In FIG. 2, reference numerals 1 and 1'indicate an underdrain, which has a circular cross section formed by casting concrete. The opposite ends of the pair of underdrain 1, 1'are
They are connected by the joint 2 according to the present invention.

The underdrain joint 2 is, as shown in FIG.
A step portion 3 is formed on the inner peripheral surface side peripheral edge of the opposite ends of the underdrain 1, 1 ′.
3'is formed. Since the structure of the stepped portion 3'is exactly the same as that of the stepped portion 3, the reference numerals used for the stepped portion 3 and the like are numbered with a dash, and the description of the stepped portion 3'and the like will be omitted.

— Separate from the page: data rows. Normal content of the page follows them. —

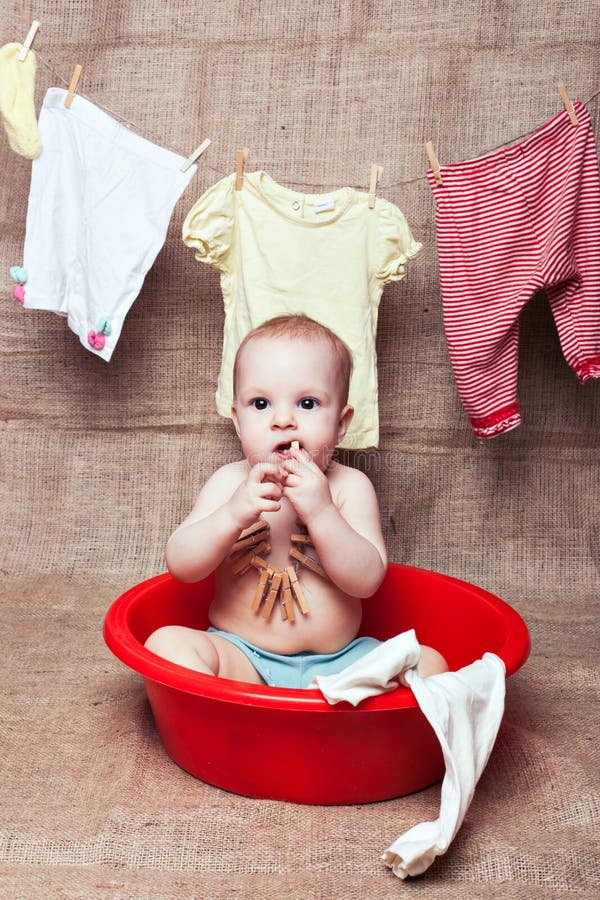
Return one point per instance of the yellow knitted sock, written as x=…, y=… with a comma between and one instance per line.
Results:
x=17, y=80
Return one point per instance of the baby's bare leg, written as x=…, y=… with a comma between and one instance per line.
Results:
x=431, y=662
x=202, y=652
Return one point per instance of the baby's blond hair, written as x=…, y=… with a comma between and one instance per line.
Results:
x=297, y=325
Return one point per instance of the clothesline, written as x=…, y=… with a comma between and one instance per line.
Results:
x=321, y=185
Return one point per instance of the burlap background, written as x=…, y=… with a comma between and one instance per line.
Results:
x=99, y=462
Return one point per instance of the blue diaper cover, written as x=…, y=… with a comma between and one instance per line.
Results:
x=297, y=670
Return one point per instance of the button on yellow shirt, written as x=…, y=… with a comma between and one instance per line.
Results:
x=327, y=256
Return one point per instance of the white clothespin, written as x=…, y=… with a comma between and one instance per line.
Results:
x=28, y=41
x=435, y=166
x=73, y=86
x=241, y=160
x=567, y=102
x=195, y=155
x=376, y=173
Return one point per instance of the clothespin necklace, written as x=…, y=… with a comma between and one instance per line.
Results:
x=274, y=585
x=567, y=103
x=435, y=166
x=240, y=163
x=73, y=86
x=26, y=46
x=376, y=173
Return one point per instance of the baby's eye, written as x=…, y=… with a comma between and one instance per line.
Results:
x=308, y=403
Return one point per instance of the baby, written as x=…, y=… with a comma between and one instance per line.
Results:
x=287, y=603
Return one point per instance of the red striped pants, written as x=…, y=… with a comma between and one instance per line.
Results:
x=508, y=224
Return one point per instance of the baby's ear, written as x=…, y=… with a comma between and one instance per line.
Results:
x=346, y=416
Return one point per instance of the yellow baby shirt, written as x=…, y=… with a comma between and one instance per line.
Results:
x=327, y=256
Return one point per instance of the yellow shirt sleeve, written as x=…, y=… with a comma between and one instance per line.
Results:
x=395, y=245
x=208, y=227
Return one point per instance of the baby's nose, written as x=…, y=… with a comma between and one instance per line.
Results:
x=283, y=416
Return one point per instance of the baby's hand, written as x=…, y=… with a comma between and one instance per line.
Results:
x=260, y=492
x=306, y=486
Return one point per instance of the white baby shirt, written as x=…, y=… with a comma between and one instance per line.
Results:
x=327, y=256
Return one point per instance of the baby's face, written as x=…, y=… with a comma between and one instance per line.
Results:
x=289, y=390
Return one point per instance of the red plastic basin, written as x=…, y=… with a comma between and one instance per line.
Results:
x=286, y=744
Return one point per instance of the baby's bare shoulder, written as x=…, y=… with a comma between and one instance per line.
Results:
x=343, y=479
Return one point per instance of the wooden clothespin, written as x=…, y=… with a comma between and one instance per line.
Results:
x=567, y=102
x=435, y=166
x=73, y=86
x=272, y=595
x=195, y=155
x=376, y=173
x=241, y=160
x=260, y=589
x=297, y=590
x=301, y=538
x=287, y=600
x=28, y=41
x=243, y=562
x=307, y=561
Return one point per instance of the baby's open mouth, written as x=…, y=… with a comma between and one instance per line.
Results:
x=285, y=446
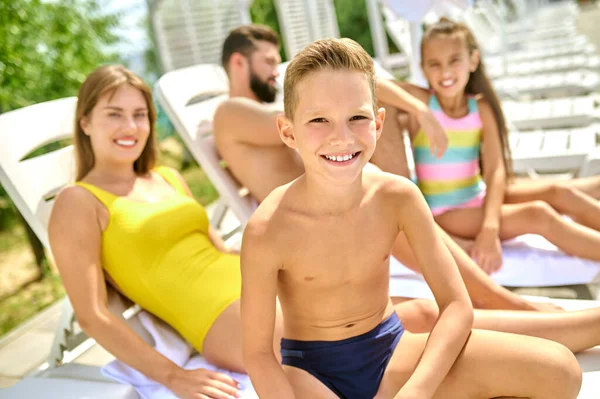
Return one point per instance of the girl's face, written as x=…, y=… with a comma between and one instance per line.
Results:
x=447, y=64
x=118, y=126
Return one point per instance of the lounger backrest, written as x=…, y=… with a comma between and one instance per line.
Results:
x=190, y=97
x=190, y=32
x=33, y=183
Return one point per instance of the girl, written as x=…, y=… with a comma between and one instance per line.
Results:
x=466, y=188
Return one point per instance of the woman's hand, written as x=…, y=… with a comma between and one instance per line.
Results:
x=202, y=384
x=487, y=251
x=438, y=140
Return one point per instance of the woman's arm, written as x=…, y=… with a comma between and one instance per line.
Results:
x=487, y=251
x=413, y=99
x=213, y=235
x=455, y=319
x=75, y=237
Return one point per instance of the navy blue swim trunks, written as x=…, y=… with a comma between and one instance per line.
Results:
x=352, y=368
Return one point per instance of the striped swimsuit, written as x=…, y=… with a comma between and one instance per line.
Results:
x=454, y=180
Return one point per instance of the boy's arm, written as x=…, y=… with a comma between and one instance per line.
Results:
x=412, y=99
x=455, y=320
x=246, y=121
x=260, y=267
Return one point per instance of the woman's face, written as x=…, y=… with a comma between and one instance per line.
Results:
x=118, y=126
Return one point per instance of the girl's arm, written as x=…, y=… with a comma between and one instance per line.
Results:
x=487, y=249
x=413, y=99
x=75, y=238
x=455, y=319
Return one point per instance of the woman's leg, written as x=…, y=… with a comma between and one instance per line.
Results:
x=564, y=196
x=223, y=343
x=588, y=185
x=492, y=365
x=531, y=217
x=578, y=330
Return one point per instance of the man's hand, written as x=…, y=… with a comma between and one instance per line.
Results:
x=438, y=139
x=203, y=384
x=487, y=251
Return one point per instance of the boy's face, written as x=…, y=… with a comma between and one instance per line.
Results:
x=334, y=128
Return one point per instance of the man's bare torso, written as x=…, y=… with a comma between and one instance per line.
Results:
x=258, y=168
x=334, y=280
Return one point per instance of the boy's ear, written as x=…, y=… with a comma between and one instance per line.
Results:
x=84, y=122
x=379, y=119
x=475, y=59
x=286, y=131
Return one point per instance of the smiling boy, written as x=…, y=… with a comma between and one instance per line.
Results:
x=322, y=243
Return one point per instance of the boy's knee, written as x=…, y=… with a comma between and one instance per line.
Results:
x=564, y=373
x=561, y=193
x=541, y=214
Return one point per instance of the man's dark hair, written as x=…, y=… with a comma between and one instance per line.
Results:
x=243, y=40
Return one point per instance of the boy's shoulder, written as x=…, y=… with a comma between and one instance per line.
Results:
x=265, y=218
x=389, y=186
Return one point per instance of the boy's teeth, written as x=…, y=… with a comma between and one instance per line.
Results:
x=340, y=158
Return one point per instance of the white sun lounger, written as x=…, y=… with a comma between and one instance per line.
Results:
x=32, y=184
x=553, y=113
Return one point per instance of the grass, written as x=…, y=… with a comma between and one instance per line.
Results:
x=29, y=301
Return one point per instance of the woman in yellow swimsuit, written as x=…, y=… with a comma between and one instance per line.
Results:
x=136, y=226
x=139, y=226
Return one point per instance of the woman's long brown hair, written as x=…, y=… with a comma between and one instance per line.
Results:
x=107, y=79
x=478, y=83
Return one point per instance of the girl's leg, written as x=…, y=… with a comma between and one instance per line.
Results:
x=588, y=185
x=564, y=196
x=531, y=217
x=576, y=330
x=492, y=365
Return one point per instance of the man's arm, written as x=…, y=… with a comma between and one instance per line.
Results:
x=259, y=291
x=246, y=121
x=455, y=319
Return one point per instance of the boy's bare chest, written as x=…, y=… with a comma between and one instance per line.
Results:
x=334, y=252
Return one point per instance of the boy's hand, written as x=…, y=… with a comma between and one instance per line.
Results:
x=438, y=139
x=487, y=251
x=203, y=384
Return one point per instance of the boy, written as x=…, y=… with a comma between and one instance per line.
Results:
x=322, y=244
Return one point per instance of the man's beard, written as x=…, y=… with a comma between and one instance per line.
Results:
x=263, y=90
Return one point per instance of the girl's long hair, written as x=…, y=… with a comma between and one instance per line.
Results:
x=478, y=82
x=107, y=79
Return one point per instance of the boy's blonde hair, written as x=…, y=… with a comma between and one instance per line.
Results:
x=334, y=54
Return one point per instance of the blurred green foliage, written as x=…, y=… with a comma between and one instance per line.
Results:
x=48, y=47
x=46, y=50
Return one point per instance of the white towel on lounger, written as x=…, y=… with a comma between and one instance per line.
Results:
x=174, y=347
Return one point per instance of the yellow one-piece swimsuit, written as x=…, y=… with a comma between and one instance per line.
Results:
x=160, y=255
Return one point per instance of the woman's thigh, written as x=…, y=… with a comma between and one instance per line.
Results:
x=223, y=343
x=491, y=365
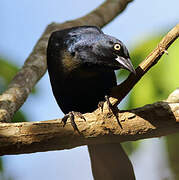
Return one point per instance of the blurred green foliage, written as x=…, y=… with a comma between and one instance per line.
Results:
x=156, y=85
x=7, y=72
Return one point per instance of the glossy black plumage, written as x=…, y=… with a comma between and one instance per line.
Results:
x=81, y=63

Outer peripheral surfaces 3a, 3a 'of the step portions 3, 3'
A cylindrical anchoring member 4, 4'is fixed to the outer peripheral flexible stopper formed of an elastic material such as rubber or synthetic resin in a short tubular shape between the anchoring members 4, 4 '. A water member 6 is provided. The outer peripheral flexible water blocking member 6 has a cross section of approximately U at the center thereof.
It has an annular constricted portion 6a that bulges toward the inner peripheral side of the character. Further, anchoring flange portions 6b extending from both sides of the constricted portion 6a in the axial direction of the underdrain and closely contacting with the inner peripheral surface of the anchoring member 4 and reaching the end surface portion 3b of the step portion are integrally formed. A reinforcing cloth (not shown) may be embedded in the outer peripheral flexible water blocking member 6 to increase its strength. In addition,
The reinforcing cloth may be provided on both the outer peripheral flexible water blocking member and the inner peripheral flexible water blocking member. Further, the outer end portion 6c of the anchoring flange portion 6b of the outer peripheral flexible water blocking member 6 projects to the inner peripheral side.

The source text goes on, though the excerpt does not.